As an introductory remark, note that checking for reachability of a pattern p is equivalent to checking that the preceding patterns do not form a complete set over the values matched by p. With this in mind, observe that all formulas for checking completeness and reachability are in the form:

$\begin{equation*} (S_1 \times \ldots \times S_n) \subseteq (A_1 \times \ldots \times A_n) \cup (\ldots) \cup (Z_1 \times \ldots \times Z_n) \end{equation*}$

When checking completeness, the set $(S_1 \times \ldots \times S_n)$ is the domain of the scrutinee, when checking reachability, it is the set of the observed pattern. (Note that this is in fact checking subsumption. Proper reachability checking would include verifying that the pattern set is a subset of the scrutinee set, but this does not introduce any additional complexity.) Also note that the sets over which the union is taken correspond to patterns which satisfy one of the following properties:

the pattern has no guard
the pattern has a guard, but there exists a set of patterns with the same signature such that the disjunction of their guards is equivalent to the true statement

Again, checking that second property on a disjunction of guards $\bigvee_i g_i$ can be done in NPTIME.

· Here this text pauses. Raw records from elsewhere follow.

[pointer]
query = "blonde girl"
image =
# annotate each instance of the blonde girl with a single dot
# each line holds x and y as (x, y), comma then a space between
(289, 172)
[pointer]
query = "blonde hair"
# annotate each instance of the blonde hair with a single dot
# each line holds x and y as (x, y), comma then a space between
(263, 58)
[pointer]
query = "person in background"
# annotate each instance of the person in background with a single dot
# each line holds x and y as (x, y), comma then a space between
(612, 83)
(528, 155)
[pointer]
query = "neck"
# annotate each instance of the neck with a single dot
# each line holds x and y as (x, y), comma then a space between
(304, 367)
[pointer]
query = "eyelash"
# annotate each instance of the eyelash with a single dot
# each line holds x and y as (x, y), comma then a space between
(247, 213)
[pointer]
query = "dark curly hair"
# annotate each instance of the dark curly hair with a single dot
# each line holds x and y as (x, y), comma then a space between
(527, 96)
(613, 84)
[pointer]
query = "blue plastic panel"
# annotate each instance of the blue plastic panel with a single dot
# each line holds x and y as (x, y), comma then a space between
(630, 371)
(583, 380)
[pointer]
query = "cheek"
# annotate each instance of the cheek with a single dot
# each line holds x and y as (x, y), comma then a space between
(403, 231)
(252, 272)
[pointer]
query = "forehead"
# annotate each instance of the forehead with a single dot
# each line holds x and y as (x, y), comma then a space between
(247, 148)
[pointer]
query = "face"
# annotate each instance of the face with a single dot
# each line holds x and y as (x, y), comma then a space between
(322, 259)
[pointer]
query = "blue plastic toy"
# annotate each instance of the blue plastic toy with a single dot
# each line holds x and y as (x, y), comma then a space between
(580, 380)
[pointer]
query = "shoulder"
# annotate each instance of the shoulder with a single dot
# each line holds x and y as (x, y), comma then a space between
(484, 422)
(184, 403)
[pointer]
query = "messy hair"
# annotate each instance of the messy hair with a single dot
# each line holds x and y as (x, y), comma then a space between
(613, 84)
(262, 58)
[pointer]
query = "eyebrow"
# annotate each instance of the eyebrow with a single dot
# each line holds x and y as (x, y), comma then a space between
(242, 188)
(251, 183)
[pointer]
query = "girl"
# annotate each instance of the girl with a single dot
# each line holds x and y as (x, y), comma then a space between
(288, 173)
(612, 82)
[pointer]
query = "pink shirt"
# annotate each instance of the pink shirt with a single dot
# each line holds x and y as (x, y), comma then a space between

Using $n$ quantifiers, we translate the previous (meta-)formula to:

$\begin{equation*} \forall x_1, \ldots , x_n . (S_1(x_1) \wedge \ldots \wedge S_n(x_n)) \Rightarrow (A_1(x_1) \wedge \ldots \wedge A_n(x_n)) \vee (\ldots ) \vee (Z_1(x_1) \wedge \ldots \wedge Z_n(x_n)) \end{equation*}$

Along with the axioms and with proper renaming of variables, we get a formula in the decidable prefix class $[\exists^* \forall^*] _{=}$ ..

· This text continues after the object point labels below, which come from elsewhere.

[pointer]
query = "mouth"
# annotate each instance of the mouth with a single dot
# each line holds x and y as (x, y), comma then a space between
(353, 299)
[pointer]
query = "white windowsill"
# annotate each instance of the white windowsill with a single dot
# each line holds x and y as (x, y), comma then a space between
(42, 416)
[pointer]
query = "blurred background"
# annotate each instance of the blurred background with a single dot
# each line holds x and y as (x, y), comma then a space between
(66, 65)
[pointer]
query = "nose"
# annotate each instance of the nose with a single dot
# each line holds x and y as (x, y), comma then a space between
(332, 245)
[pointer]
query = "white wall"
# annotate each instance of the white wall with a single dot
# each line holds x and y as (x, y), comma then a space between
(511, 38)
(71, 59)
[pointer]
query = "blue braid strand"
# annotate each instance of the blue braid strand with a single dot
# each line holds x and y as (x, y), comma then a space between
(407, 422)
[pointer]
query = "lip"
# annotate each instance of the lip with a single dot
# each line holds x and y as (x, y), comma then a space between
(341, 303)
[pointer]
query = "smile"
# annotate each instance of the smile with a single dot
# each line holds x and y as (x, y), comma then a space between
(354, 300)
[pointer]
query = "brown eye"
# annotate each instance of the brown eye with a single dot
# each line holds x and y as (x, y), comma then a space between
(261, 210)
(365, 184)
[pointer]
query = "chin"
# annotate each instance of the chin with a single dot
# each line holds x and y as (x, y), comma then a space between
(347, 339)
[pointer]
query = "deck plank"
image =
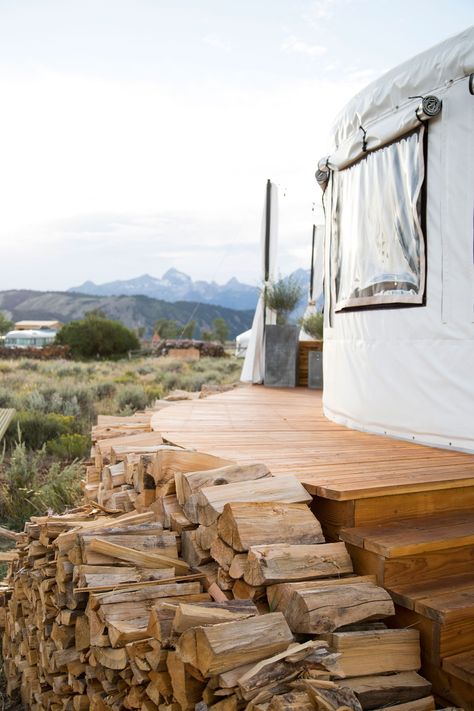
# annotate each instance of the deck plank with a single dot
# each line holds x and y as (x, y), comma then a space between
(286, 429)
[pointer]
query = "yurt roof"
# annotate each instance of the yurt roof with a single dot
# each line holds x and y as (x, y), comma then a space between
(423, 74)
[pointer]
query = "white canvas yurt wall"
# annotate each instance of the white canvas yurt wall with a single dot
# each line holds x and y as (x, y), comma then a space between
(399, 275)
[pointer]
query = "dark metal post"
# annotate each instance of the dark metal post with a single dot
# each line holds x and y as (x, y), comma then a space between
(311, 276)
(267, 229)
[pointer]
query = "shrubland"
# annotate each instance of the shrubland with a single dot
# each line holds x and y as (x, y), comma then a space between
(56, 404)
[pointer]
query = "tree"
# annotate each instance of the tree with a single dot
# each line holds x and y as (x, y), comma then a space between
(188, 330)
(166, 328)
(283, 296)
(96, 336)
(221, 330)
(5, 324)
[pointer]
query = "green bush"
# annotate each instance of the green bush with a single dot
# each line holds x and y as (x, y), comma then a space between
(154, 392)
(283, 296)
(132, 398)
(8, 398)
(97, 337)
(69, 447)
(29, 486)
(313, 325)
(34, 429)
(104, 390)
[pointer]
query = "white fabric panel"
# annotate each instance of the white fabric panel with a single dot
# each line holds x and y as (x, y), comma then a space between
(384, 108)
(378, 245)
(408, 372)
(310, 309)
(253, 368)
(314, 304)
(318, 266)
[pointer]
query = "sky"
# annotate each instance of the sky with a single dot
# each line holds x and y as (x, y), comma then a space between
(138, 135)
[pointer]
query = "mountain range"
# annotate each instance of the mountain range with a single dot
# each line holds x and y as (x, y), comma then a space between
(177, 286)
(133, 311)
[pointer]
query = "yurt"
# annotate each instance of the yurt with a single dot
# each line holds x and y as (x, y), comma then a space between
(399, 274)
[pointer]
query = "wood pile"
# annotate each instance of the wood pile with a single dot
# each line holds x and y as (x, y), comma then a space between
(191, 583)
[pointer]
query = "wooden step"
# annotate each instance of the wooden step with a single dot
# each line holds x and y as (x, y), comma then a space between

() Now I'm not so sure.. I'd like to say that it's in fact in $[\exists^* \forall^{max_p(E)}]_{=}$ , and that for a given pattern matching expression $max_p(E)$ is fixed, so the satisfiability of the underlying class is in NP, but I'm not sure that's allowed.. Is the fact that we can easily put a bound on $max_p(E)$ for a given expression enough to say it's a fixed constant? Since it's dependant on the input, I would not think so..

References

[1] Quantifier Free Boolean Algebra with Presburger Arithmetic is NP-Complete, technical report somewhere IIRC.